The Folded Earth

4


The sky over our heads here in the mountains has not the immensity of the sky I grew up with in the Deccan, where it spans the entire planet, broken only by the building-sized boulders that sit here and there on the open flatland of the plateau as if a giant’s child had collected them from the giant’s river and dropped them like marbles on a playing field. In the hills the sky is circumscribed. Its fluid blue is cupped in the palm of a hand whose fingers are the mountains around us. We too are cupped in its palm and while there is a feeling of limitless distance, we have at the same time the sense that here on our hill is where life begins and ends. Here is where sky begins and ends, and if there are other places, they have skies different from our sky.

Our town spans three hills. It is far away from everywhere and very small. If you look at it from the other side of the valley at night, you see darkness dotted here and there with yellow lights half-hidden by trees. On every side there are mountains and forests, stretching many miles, interrupted only by tiny hamlets and villages so small that they might have just five houses and nothing but a foot-beaten path connecting them to the main road miles away. To the north of our town is the high Himalaya: ice-white peaks on the other side of which lie Tibet and China. On clear days, eastward, you can see the five pyramids of the Pancha Chuli, which are at Nepal’s door.

When you come up to our town from the plains, the dust-gloomed, table-flat land begins to slope upward at Kathgodam, folding itself into hillsides, and in less than two hours the trees change from banyan, mango, banana and sal, to pine, oak, cypress and cedar. Everything looks sharper-edged in the clear air, as if your bad eyesight has been inexplicably cured. Ferns fountain from rockfaces, flowers blossom on stone. In fertile areas, the hills are terraced into green and brown circles of wheat fields with squares of white, where the peasants’ slate-roofed cottages are. The dishevelled small towns are soon left behind, and then you pass gushing mountain rivers and barren cliff sides pincushioned with cacti, deep forests and still grey-blue lakes. By the time you are in Ranikhet, you have travelled from the tropics to temperate lands.

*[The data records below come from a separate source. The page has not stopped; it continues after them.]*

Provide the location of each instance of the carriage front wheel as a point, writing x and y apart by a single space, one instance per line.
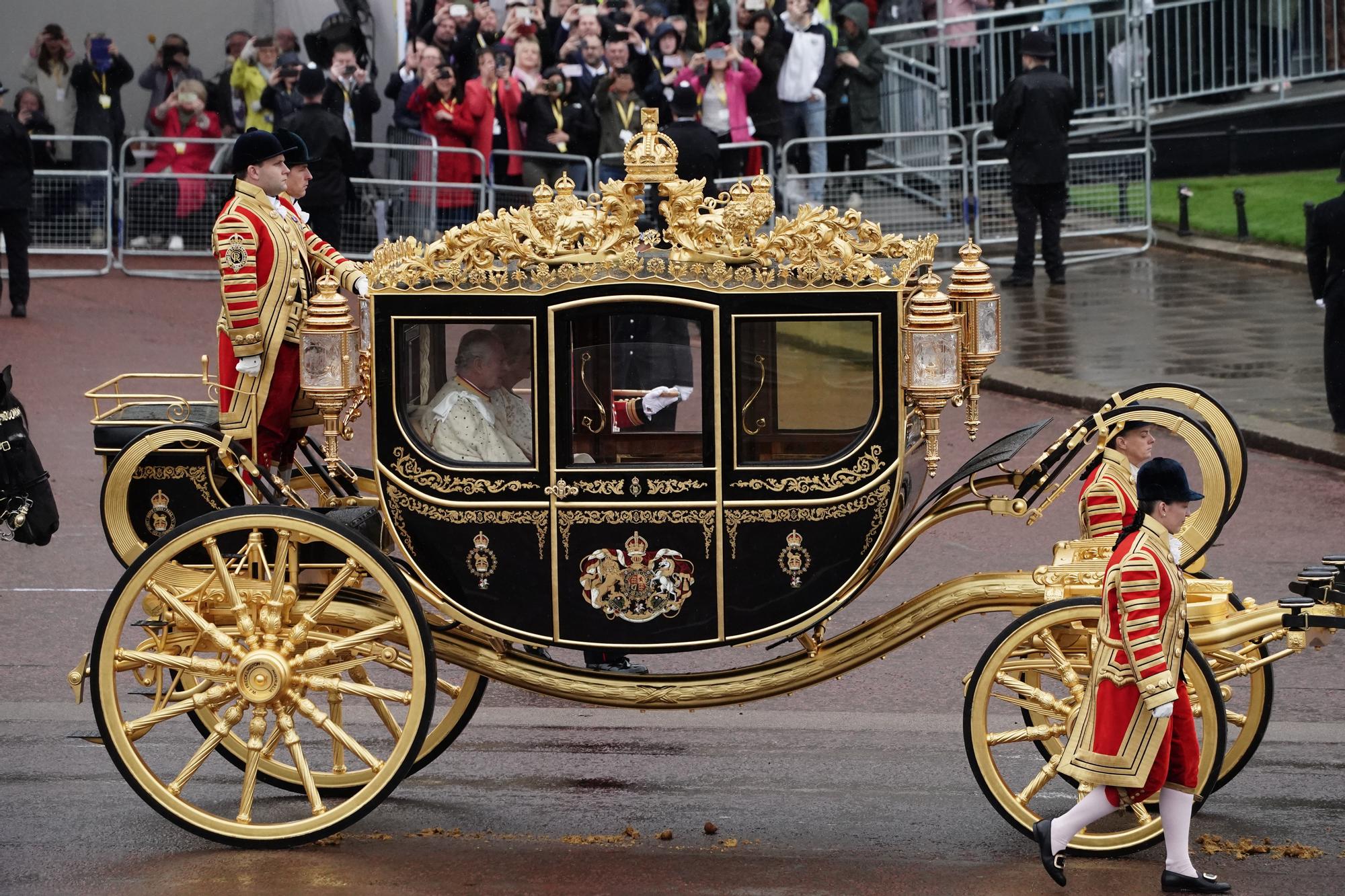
243 604
1042 662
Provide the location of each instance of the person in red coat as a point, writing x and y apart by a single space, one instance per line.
182 118
1136 735
489 118
438 101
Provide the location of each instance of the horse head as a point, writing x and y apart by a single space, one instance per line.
28 505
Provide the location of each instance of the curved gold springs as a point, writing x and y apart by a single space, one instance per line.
761 421
602 408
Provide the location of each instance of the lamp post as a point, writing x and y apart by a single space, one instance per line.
329 362
978 303
931 358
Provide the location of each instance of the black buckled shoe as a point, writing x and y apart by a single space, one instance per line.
1055 864
1206 883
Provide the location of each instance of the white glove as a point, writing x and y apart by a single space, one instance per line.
657 400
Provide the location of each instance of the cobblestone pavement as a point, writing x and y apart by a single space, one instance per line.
1246 333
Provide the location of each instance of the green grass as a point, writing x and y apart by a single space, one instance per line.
1274 204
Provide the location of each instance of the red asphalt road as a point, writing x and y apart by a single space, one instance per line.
83 331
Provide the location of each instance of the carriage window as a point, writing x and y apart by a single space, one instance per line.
636 391
466 389
806 389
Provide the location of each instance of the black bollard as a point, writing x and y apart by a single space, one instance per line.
1183 212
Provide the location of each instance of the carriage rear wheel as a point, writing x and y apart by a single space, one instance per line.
1042 662
237 612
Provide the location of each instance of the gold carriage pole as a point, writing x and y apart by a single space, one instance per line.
329 368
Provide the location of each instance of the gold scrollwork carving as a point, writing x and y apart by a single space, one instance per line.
406 466
399 503
864 467
197 475
878 499
672 486
568 518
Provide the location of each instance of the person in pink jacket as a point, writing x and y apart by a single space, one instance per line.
723 80
182 116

This was the town to which I came after I lost Michael. Father Joseph used his network to get me a job at St Hilda’s, a church-run school. I found a cottage to rent, on an estate called the Light House because it was so situated that the mansion on the upper grounds caught the first rays of sun on its eastern windows, and the last of them on its western lawns. My landlord, whom everyone called Diwan Sahib, lived alone in the crumbling mansion. Down the slope there was a set of brick and mud rooms clustered around a beaten earth courtyard and cattle sheds. Charu lived here with her grandmother and an uncle, Puran, who was often called Sanki Puran because he did not seem to have all his wits about him.

My own cottage, close to theirs, had once been stables where herders were housed in a room above the stalls for horses and cows. The cottage now had two whitewashed rooms of stone, one above the other, and a small veranda. The wooden planks of its floors creaked and shifted with age. The kitchen and bathroom, tacked on later, stood at odd angles to one another and to the house. None of the windows or doors fitted well. Icy draughts surged through the gaps in winter, and in the monsoon insects took up residence in the corners of the rooms: slow-moving black scorpions, confused moths that banged into lights, green-eyed spiders whose legs could span dinner plates.

My cottage was at the edge of the spur on which the Light House stood. When I lay in bed, what I saw framed in the window was the Trishul. At its base, invisible at this distance, was the lake where Michael had spent his last hours. Nothing but miles of forests and wave upon wave of blue and green hills between us.